Relax Nagios!


#1

Hi,
:!: We don’t know why but Nagios is paranoid. We’re receiving 10 HARD CRITICAL notifications per day… but there is no problem on the server when we telnet. It seems like Nagios Alerts when service is unavailable on FIRST attempt. I always see 1/4 in the notification report, never 4/4. We would like Nagios to relax before sending a notification because it cannot connect to a port.

:?: Is it possible for Nagios to be on alert when an issue is encountered, but not necessarily print an alert notification?

:arrow: For us, after a connection problem, Nagios should enter in “verification” status and attempt 4 times in the next 30 seconds before printing a notification alert?

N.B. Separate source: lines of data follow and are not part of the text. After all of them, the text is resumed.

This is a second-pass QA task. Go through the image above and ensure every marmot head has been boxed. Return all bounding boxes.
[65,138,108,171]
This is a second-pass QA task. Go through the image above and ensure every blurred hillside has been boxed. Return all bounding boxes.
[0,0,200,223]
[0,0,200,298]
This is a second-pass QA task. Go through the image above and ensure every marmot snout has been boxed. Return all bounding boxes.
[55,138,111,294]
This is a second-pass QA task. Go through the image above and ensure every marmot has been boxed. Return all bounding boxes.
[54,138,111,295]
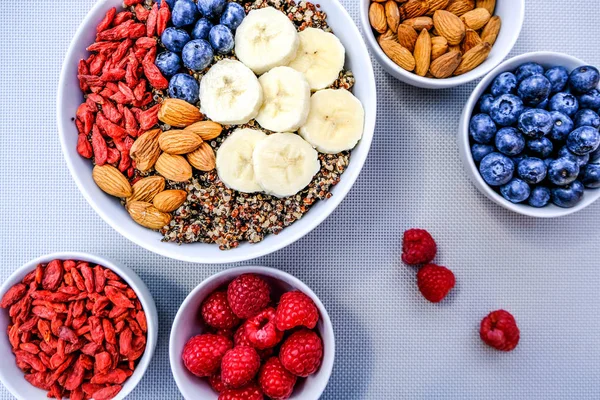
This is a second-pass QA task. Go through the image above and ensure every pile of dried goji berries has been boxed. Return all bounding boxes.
[75,0,171,178]
[0,260,148,400]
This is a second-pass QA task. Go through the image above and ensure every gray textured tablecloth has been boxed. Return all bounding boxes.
[0,0,600,400]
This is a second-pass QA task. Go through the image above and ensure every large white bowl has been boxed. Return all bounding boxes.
[169,266,335,400]
[0,252,158,400]
[359,0,525,89]
[457,51,600,218]
[57,0,377,263]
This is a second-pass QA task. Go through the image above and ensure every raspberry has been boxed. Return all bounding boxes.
[279,329,323,377]
[200,292,240,329]
[227,274,271,319]
[244,307,283,350]
[221,346,260,389]
[275,290,319,331]
[479,310,520,351]
[417,264,455,303]
[258,357,296,400]
[402,229,437,265]
[181,333,232,377]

:mrgreen: cause really, I like to sleep at night!
thanks!


#2

take a look at your templates.cfg file.
For whatever “service” is alerting you right away, is it set to
use generic-service or no?

the template.cfg defines generic-service and defaults for exactly what you want IE, try 3 times before alerting people etc.


#3

thanks for your reply enigma!

:arrow: The commands.cfg is now set in the following manner for the services that Nagios gets paranoid on:

[code]# ‘check_http’ command definition
define command{
name check_http
command_name check_http
command_line /usr/local/nagios/libexec/check_http -H localhost -t 180 -p 80
}

‘check_ssh’ command definition

define command{
command_name check_ssh
command_line /usr/local/nagios/libexec/check_ssh -H localhost -t 180 -p 22
}[/code]

:arrow: While the others are pretty much set like this:

# 'check_smtp' command definition define command{ command_name check_smtp command_line $USER1$/check_smtp -H $HOSTADDRESS$ $ARG1$ }

:?:
thanks in advance!


#4

I think you are confused with what should be edited in nagios.
You should leave the command definition how it was, something like:

# 'check_http' command definition define command{ command_name check_http command_line $USER1$/check_http $ARG1$ }

The $ARG1$ means that when you create a checkmyhost.cfg file any arguments to pass to what you want to check goes to it.
So in your checkmyhost.cfg file (name it whatever you want, just make sure nagios.cfg points to it by cfg_dir or by cfg_file)
you then would define a service

define service{ use generic-service ; Name of service template to use host_name myhost service_description my localhost http site on port 80 check_command check_http!-H localhost -e "HTTP/1.1" contacts nagiosadmin }

I think your problem is you weren’t even using a defined service, you were modifying the definition of check_http so it would alert you immediatley. Create a checkmyhost.cfg or whatever and define a service to check for it per my example above and you’ll be fine. oh and fix your defintions to use the variables again instead of hard coded values.